Oscar, um dos moradores da Kattenkabinet

Oscar, um dos moradores da Kattenkabinet

Conhecido por sua coleção de pinturas, desenhos e esculturas que retratam diferentes raças de gatos, o KattenKabinet (“Gabinete do Gato”, em tradução livre) é um museu de arte em Amsterdã, instalado em um edifício histórico às margens do canal Gouden Bocht. Inaugurado em 1990, foi fundado pelo banqueiro Bob Meijer em homenagem ao seu gato laranja, John Pierpont Morgan.

Além de obras que retratam Morgan — como era carinhosamente chamado o gato, falecido em 1983 —, o museu reúne um acervo singular, com trabalhos de artistas como Pablo Picasso, Rembrandt, Henri de Toulouse-Lautrec, Corneille, Sal Meijer, Théophile Steinlen, Ed van der Elsken e Joze Ciuha. 

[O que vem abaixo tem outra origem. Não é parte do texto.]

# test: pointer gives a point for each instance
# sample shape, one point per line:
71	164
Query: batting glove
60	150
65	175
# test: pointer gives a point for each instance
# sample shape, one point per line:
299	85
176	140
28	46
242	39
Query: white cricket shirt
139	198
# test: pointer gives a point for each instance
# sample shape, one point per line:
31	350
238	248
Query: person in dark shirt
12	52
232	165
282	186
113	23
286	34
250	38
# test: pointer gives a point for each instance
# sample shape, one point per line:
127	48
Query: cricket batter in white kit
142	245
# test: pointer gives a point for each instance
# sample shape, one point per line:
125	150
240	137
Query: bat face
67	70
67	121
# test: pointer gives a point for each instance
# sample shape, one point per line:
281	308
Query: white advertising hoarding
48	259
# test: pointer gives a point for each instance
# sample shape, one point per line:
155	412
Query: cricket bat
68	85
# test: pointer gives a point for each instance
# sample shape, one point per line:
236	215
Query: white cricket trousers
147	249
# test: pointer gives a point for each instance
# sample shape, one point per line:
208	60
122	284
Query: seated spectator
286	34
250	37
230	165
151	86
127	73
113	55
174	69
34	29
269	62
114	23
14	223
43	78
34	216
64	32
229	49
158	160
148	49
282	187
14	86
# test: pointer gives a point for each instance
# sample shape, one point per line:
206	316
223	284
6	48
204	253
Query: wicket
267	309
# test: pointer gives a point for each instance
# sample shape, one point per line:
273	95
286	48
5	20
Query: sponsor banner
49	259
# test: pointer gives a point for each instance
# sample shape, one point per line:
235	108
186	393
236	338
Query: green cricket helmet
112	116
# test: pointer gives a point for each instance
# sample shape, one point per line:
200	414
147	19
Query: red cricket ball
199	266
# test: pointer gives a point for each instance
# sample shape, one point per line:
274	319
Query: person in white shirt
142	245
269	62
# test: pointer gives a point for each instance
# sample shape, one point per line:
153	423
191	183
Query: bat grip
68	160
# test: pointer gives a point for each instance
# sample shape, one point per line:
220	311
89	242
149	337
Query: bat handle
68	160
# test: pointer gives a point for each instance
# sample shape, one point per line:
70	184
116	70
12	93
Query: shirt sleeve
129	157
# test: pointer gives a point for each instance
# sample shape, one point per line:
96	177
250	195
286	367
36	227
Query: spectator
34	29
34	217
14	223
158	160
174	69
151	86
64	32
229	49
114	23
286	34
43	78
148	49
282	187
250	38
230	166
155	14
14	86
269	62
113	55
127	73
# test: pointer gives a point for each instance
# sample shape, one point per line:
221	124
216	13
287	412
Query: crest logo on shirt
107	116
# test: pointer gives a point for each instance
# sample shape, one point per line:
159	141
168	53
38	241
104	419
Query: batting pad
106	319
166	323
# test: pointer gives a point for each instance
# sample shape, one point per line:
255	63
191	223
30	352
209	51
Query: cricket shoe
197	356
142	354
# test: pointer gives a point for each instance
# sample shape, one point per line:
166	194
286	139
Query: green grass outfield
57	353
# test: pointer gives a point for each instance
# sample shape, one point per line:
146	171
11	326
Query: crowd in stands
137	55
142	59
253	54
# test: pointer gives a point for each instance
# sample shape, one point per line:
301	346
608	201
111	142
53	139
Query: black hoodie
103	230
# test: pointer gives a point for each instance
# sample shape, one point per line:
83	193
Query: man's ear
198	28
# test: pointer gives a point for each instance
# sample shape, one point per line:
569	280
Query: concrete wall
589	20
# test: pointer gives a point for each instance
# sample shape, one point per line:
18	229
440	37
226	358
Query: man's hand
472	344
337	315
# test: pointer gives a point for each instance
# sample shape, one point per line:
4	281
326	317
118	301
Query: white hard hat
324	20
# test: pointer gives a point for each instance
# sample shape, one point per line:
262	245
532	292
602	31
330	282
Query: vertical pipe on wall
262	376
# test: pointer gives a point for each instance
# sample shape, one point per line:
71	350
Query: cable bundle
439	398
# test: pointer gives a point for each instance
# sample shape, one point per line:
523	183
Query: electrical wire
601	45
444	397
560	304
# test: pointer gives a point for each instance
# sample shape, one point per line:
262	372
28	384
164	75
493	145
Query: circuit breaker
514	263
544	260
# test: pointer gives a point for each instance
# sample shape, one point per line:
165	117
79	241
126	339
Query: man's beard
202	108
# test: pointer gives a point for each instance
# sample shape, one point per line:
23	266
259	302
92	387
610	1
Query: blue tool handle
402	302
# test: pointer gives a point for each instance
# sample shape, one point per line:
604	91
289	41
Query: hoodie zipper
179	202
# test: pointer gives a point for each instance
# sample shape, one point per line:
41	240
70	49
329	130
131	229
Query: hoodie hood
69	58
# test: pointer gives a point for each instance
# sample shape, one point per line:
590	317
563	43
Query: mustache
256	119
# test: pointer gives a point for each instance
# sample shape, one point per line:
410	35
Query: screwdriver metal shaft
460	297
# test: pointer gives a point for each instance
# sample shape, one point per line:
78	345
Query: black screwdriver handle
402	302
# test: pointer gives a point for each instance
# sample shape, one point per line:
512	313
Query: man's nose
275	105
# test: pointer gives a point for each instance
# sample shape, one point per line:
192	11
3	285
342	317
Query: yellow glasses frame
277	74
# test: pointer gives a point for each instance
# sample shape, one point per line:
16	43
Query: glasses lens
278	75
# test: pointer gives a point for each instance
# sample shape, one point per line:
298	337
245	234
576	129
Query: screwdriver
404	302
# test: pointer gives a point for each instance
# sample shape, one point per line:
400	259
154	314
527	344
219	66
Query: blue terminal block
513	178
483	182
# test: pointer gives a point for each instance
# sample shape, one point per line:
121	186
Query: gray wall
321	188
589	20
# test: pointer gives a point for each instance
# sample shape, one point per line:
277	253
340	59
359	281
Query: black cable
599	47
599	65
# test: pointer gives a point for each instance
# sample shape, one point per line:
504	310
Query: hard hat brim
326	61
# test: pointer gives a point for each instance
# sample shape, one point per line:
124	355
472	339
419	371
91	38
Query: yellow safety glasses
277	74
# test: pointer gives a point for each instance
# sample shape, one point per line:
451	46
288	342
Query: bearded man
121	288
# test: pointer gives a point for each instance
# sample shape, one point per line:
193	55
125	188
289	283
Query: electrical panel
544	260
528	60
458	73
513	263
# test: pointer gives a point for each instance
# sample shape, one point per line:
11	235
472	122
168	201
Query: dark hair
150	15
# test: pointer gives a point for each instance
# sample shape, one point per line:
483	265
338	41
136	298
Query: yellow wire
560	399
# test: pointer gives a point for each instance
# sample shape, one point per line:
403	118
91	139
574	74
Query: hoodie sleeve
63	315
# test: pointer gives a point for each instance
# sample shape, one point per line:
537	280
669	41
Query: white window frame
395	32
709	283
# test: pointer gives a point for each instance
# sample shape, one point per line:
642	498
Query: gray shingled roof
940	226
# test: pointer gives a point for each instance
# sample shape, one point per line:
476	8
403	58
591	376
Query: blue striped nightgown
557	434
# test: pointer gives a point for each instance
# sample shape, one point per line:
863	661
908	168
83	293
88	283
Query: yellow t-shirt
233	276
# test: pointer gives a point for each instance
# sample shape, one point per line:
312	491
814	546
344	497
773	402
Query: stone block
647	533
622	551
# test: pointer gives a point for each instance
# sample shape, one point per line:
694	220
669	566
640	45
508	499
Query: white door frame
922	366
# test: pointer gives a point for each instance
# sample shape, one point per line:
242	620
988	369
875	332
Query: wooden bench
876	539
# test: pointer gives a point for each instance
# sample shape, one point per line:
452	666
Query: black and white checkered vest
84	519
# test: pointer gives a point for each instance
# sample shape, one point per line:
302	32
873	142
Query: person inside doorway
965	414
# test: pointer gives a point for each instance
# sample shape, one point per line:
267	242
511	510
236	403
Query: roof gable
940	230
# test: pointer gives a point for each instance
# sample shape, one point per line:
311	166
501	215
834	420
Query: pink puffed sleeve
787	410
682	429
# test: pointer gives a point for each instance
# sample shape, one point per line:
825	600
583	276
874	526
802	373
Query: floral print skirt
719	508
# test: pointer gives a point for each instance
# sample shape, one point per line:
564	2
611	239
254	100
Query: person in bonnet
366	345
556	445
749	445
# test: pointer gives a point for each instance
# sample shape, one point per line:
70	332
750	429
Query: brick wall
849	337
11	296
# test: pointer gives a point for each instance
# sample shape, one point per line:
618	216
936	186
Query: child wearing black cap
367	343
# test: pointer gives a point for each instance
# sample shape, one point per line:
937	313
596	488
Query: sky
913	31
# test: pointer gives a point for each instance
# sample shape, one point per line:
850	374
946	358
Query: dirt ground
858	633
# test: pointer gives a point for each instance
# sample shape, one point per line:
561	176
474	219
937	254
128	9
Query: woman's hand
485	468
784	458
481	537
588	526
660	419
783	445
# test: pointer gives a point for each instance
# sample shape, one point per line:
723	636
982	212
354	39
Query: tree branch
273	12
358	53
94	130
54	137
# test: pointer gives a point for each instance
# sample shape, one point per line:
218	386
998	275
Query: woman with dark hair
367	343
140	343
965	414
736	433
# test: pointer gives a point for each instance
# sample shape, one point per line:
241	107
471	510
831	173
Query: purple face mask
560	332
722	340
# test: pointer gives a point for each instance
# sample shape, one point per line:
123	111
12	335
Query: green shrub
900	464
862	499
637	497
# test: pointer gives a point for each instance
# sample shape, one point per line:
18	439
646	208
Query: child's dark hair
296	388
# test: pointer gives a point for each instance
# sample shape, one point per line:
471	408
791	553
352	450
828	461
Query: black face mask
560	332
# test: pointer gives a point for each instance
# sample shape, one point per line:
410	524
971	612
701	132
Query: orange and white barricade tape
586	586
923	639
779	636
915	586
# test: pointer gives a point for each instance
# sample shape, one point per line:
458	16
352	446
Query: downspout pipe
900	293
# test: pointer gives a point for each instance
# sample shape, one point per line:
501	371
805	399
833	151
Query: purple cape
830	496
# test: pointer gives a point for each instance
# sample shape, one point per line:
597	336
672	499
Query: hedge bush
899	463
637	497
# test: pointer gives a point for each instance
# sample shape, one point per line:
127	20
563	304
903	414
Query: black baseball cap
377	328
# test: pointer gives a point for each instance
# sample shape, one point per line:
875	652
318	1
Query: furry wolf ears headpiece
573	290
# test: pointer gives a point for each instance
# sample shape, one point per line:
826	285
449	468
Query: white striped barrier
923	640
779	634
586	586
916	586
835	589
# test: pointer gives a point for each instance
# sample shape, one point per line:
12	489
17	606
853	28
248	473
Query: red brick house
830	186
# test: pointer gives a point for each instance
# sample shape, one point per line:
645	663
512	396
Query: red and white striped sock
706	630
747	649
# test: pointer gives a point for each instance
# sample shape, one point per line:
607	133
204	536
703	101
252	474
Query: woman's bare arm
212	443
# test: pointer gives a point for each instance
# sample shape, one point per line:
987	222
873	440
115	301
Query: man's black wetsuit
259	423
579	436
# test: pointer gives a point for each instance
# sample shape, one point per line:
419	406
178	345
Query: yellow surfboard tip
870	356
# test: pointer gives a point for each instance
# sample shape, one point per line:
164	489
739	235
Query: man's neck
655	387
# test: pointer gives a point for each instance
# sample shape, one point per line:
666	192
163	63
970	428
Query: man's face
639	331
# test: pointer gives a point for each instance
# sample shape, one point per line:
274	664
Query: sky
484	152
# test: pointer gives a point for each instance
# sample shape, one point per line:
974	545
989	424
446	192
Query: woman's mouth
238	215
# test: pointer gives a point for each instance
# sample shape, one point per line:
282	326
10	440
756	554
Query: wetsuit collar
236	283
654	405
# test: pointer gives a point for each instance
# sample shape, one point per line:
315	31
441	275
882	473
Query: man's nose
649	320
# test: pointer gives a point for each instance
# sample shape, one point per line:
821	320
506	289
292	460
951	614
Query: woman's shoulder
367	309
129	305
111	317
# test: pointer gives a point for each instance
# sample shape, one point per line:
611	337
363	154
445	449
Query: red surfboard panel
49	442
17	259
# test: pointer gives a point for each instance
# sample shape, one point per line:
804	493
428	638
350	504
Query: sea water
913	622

Do encontro inesperado à vida

Nascido em 1945, o holandês Bob Meijer teve a vida transformada ao conhecer, na década de 1960, o último filhote ainda não adotado de uma ninhada. O gato recebeu o nome de John Pierpont Morgan, em referência ao banqueiro sobre o qual Meijer havia lido uma biografia durante a faculdade. Ao identificar no animal características semelhantes, “peculiar, inteligente e independente”, decidiu homenageá-lo com o nome.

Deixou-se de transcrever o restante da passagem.